This is a cleaned-up version of my data exploration notebook. Things were starting to get cluttered in the other one.

### Potential Inquiries
* See where properties with multiple transactions gained and lost value --> (How many houses, how much value, by town, over different periods of time)
* Foreclosures-- where and when have there been a lot?
* Building of new developments? (Might be shown by selling many houses in a short period of time on a new road)
* Signs of house flipping, i.e. a purchase and a sale for significantly more within a short period
* Has recovery been different for different segments of the market (different price-range houses)?
* Are there observable effects of the crumbling fundations in the northeastern part of CT?

### Calculations
* Adjust sales prices for inflation/season -- there is a Python package for seasonal adjustment
* Take a close look at the assessment column
* Each town's assessment rate, or look at a hosue's sale ratio relative to its town only
* Distribution of house prices in given towns, or on given streets
* Town-by-town medians, ranges

In [1]:
import pandas as pd
import matplotlib
%matplotlib inline
pd.set_option('display.float_format', lambda x: '%.3f' % x)

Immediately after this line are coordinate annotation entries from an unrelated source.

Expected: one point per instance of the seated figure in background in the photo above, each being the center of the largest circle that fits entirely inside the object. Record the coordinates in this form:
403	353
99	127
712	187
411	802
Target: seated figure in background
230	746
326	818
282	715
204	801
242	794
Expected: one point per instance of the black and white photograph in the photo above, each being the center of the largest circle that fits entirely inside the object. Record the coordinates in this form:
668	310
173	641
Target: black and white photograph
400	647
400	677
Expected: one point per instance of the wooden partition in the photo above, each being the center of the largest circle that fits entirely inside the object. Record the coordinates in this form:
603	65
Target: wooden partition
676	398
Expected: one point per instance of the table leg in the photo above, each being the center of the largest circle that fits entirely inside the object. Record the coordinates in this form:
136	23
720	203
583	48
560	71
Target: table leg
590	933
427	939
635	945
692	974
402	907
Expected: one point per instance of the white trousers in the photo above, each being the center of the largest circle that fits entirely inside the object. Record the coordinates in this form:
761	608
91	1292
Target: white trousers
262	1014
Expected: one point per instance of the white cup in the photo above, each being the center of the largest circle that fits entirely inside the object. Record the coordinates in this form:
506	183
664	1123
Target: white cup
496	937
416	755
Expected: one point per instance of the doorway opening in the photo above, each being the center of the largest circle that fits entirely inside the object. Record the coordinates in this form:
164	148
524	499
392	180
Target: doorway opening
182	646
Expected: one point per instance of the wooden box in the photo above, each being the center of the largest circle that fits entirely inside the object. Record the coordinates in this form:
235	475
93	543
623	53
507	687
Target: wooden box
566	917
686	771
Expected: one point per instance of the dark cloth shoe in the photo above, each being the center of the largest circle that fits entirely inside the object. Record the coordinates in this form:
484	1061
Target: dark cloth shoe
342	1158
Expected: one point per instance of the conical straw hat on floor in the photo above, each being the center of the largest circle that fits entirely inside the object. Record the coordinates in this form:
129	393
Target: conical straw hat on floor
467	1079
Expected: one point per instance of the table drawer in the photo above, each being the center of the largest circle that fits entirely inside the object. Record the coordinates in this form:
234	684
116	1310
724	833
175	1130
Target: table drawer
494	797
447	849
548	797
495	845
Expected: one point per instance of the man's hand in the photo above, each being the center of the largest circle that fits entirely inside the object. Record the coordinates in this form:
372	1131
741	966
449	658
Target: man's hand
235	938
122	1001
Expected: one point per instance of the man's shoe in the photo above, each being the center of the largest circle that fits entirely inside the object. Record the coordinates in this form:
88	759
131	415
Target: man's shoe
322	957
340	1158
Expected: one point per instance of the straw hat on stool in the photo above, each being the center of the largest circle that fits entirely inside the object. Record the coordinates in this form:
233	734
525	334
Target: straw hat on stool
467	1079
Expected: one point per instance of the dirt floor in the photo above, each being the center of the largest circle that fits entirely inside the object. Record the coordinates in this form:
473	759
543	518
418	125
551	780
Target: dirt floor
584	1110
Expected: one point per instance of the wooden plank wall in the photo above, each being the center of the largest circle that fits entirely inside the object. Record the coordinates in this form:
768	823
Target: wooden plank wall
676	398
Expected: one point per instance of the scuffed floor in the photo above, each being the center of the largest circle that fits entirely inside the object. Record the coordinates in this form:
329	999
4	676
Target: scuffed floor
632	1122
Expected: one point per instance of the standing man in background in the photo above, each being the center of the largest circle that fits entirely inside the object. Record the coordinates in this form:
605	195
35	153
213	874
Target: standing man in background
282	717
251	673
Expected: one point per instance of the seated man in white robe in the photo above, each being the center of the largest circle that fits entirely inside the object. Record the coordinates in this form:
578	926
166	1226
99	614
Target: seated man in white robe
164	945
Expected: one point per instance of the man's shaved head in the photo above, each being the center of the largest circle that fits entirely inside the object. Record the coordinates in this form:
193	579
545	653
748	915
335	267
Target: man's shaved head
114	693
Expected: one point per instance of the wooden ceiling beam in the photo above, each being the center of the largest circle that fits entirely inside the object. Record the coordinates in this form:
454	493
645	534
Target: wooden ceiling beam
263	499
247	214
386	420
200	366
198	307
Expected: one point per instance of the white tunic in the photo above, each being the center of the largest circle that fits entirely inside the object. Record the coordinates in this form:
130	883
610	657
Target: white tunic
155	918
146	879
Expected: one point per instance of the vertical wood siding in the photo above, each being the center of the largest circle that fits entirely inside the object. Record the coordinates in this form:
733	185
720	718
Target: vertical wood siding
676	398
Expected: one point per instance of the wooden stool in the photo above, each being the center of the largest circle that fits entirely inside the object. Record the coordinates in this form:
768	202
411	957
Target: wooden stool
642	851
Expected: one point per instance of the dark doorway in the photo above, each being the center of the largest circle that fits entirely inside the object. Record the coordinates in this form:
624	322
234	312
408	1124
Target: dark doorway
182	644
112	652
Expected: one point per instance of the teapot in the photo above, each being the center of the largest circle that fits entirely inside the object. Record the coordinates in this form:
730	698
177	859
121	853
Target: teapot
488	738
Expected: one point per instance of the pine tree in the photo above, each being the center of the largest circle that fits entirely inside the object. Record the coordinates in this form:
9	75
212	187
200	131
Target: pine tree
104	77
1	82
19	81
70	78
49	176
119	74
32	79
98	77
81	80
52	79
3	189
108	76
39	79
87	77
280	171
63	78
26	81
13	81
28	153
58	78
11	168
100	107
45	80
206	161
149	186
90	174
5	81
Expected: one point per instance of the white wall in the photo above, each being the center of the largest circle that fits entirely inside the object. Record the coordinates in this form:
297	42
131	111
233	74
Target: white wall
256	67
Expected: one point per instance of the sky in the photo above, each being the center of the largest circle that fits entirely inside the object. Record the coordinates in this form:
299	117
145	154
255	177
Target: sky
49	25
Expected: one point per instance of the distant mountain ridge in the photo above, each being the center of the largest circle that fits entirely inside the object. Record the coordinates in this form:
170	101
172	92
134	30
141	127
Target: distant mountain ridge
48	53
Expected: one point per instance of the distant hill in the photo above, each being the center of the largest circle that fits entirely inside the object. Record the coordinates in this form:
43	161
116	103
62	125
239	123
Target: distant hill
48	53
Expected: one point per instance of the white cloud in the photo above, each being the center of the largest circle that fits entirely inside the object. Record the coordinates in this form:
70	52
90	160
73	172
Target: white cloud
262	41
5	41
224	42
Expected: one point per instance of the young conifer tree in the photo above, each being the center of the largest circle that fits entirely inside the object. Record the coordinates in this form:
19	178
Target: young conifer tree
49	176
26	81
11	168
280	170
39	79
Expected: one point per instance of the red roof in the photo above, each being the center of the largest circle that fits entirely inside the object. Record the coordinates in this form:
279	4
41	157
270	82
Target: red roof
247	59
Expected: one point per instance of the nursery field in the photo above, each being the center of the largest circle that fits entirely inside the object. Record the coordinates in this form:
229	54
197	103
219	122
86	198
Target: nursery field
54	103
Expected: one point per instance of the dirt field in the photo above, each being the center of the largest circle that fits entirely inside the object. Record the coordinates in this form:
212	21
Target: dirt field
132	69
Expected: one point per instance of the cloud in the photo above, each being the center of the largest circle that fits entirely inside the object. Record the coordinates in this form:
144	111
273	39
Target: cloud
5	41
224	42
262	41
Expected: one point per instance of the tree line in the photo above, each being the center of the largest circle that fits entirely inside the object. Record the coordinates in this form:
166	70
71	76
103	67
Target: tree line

#### Update MAX_YEAR when new data comes out.

In [2]:
MIN_YEAR = 2001
MAX_YEAR = 2016 # update this when new data comes out

#### Load in the clean data

In [3]:
def pull_out_recorded_year_and_month(df):
    """
    Returns a copy of df with columns Month and Year, which are extracted from DateRecorded.
    """
    new_df = df.copy()
    new_df['Year'] = new_df['DateRecorded'].str[6:10]
    new_df['Month'] = new_df['DateRecorded'].str[0:2]
    
    #new_df['Year'] = new_df['Year'].astype(int)
    
    return new_df

In [4]:
def combine_data_into_master_df():
    """
    Returns a DataFrame which combines all of the clean CSVs for each year.
    """
    # Combine the year-by-year clean csvs, which are located at 'data/clean_data_20xx_listings.csv'
    df = pd.read_csv('data/clean_data_' + str(MIN_YEAR) + '_listings.csv')
    for year in range(MIN_YEAR+1, MAX_YEAR+1):
        df = df.append(pd.read_csv('data/clean_data_' + str(year) + '_listings.csv'))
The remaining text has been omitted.